斎藤通紀教授は、平成7年京都大学医学部を卒業、平成11年同大学大学院医学研究科博士課程を修了し、同年医学博士の学位を授与された。英ケンブリッジ大学ウェルカムトラスト/英国癌研究基金ガードン研究所Travelling Research Fellow、同研究所Senior Research Associate、理化学研究所 発生・再生科学総合研究センター チームリーダーを経て、平成21年京都大学大学院医学研究科教授に就任し、機能微細形態学講座を担当されている。


大阪科学賞は、創造的科学技術の振興を図り、21世紀の新たな発明と明日の人類社会に貢献することを目的とし、学術上顕著な業績を上げた者、または画期的な新技術の開発をした者で、上記業績または重要な発見・発明の主要なものが大阪を中心とした地域で行われたものに授与される。

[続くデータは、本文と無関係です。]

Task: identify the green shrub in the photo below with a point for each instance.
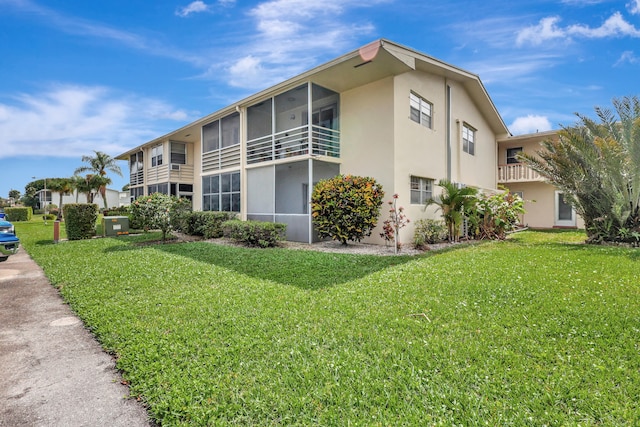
(429, 231)
(158, 212)
(206, 224)
(121, 211)
(80, 220)
(255, 233)
(494, 215)
(19, 214)
(346, 207)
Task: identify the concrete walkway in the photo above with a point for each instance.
(53, 372)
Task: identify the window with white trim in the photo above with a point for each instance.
(468, 139)
(421, 190)
(156, 155)
(420, 110)
(512, 155)
(221, 192)
(178, 153)
(221, 133)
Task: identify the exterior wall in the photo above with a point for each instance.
(366, 125)
(420, 151)
(367, 137)
(476, 170)
(539, 195)
(539, 203)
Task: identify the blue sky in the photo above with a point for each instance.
(78, 76)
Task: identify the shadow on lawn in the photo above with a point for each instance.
(304, 269)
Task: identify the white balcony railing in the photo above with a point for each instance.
(517, 172)
(294, 142)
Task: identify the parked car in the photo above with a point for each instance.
(9, 243)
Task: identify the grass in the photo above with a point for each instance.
(536, 330)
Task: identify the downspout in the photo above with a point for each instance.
(447, 107)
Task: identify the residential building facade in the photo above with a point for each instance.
(544, 204)
(384, 111)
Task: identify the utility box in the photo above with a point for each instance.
(115, 226)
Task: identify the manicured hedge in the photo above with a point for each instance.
(255, 233)
(80, 220)
(206, 224)
(19, 214)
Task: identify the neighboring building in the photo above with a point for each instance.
(544, 204)
(385, 111)
(114, 198)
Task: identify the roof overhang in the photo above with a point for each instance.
(372, 62)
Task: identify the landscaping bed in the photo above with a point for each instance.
(539, 329)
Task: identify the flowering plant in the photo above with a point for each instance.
(391, 227)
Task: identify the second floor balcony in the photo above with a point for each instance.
(517, 172)
(300, 141)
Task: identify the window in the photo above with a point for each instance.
(156, 155)
(511, 155)
(421, 190)
(136, 192)
(178, 153)
(468, 139)
(230, 130)
(158, 188)
(221, 133)
(211, 137)
(221, 192)
(420, 110)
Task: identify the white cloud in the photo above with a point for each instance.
(199, 6)
(530, 124)
(66, 121)
(614, 26)
(193, 7)
(627, 57)
(548, 29)
(291, 35)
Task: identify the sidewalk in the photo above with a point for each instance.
(53, 371)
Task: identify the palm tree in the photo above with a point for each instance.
(62, 186)
(596, 165)
(453, 201)
(100, 164)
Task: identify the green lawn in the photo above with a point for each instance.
(536, 330)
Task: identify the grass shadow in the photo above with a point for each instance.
(300, 268)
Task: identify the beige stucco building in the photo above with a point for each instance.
(385, 111)
(544, 204)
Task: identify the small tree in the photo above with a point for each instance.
(391, 227)
(494, 215)
(454, 201)
(346, 207)
(595, 164)
(155, 212)
(80, 220)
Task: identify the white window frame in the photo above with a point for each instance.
(424, 189)
(156, 155)
(514, 151)
(469, 139)
(420, 110)
(562, 222)
(176, 143)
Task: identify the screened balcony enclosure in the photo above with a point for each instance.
(282, 193)
(301, 121)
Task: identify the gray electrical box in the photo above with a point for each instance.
(115, 225)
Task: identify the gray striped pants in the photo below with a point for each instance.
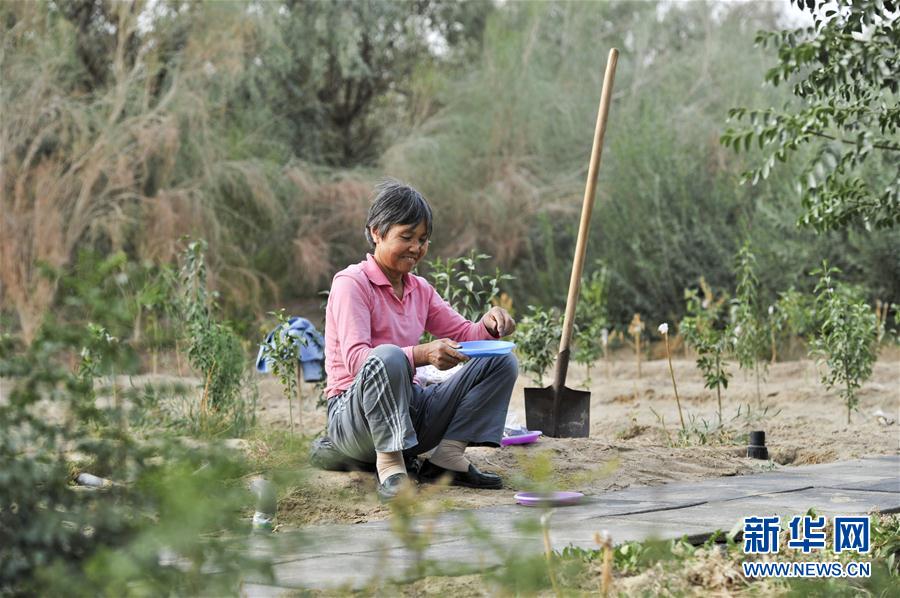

同教授の受賞研究テーマは、「生殖細胞の発生機構の解明とその試験管内再構成」。


同教授は、単一細胞発現遺伝子プロファイリング法を用いて、始原生殖細胞特異的に発現する遺伝子群を同定、BLIMP1が始原生殖細胞の起源となる少数の細胞群で発現を開始し、その形成に必須な転写制御因子あることを証明した。さらに、単一細胞マイクロアレイ法を開発、この方法を用いて、生殖細胞形成過程を規定する遺伝子発現の全容を解明、BLIMP1が、周囲の体細胞と比較し始原生殖細胞にて抑制されるほぼ全ての遺伝子の抑制に必須であることを証明した。


同教授は、生殖系列特異的発現を示す第2の転写制御因子PRDM14を同定、PRDM14が始原生殖細胞における潜在的多能性再獲得及びエピゲノムリプログラミングに必須であることを証明し、生殖細胞の形成過程は、体細胞化の抑制・潜在的多能性の再獲得・エピゲノムリプログラミングを包含する高度に統御された生命現象であるという概念を提唱した。


斎藤先生 図


同教授は、これら研究に基づき、サイトカインによる生殖細胞誘導機構を解明、その成果に基づいて、マウス胚性幹細胞(embryonic stem cells: ESCs)や人工多能性幹細胞(induced pluripotent stem cells: iPSCs)を胚体外胚葉様細胞 (epiblast-like cells: EpiLCs) へ誘導し、次に EpiLCsから始原生殖細胞様細胞(primordial germ cell-like cells: PGCLCs)を誘導することに成功した。誘導したPGCLCsは、不妊新生仔マウス精巣に移植すると精子形成を起こし、形成された精子は、顕微授精により健常な子孫に貢献した。また、メスPGCLCsと胎児卵巣体細胞の凝集培養塊(再構成卵巣)を作成すると、その中でPGCLCsは減数分裂を開始し卵子様細胞に分化した。再構成卵巣をマウス卵巣被膜下に移植すると、PGCLCsは成熟卵子に分化し、それら卵子は、単離後、試験管内受精することで健常なマウスに寄与した(図)。


これらの成果により、生殖細胞の発生過程を試験管内で再現出来ることが証明された。本研究は、生体に存在する少量の細胞で研究せざるを得なかった生殖細胞の発生機構を、試験管内で誘導した大量の細胞を用いて遂行することを可能とするもので、この成果を基盤とした研究の発展が期待される。ヒトへの応用には様々な技術的問題や倫理的問題を乗り越える必要があるが、不妊の原因究明やそれに基づく治療法開発、細胞のエピゲノム状態を制御し医療に応用する技術開発などの可能性を開き、その観点からも特筆すべき成果である。


なお、本賞授賞式は平成25年11月1日(金)に行われる予定。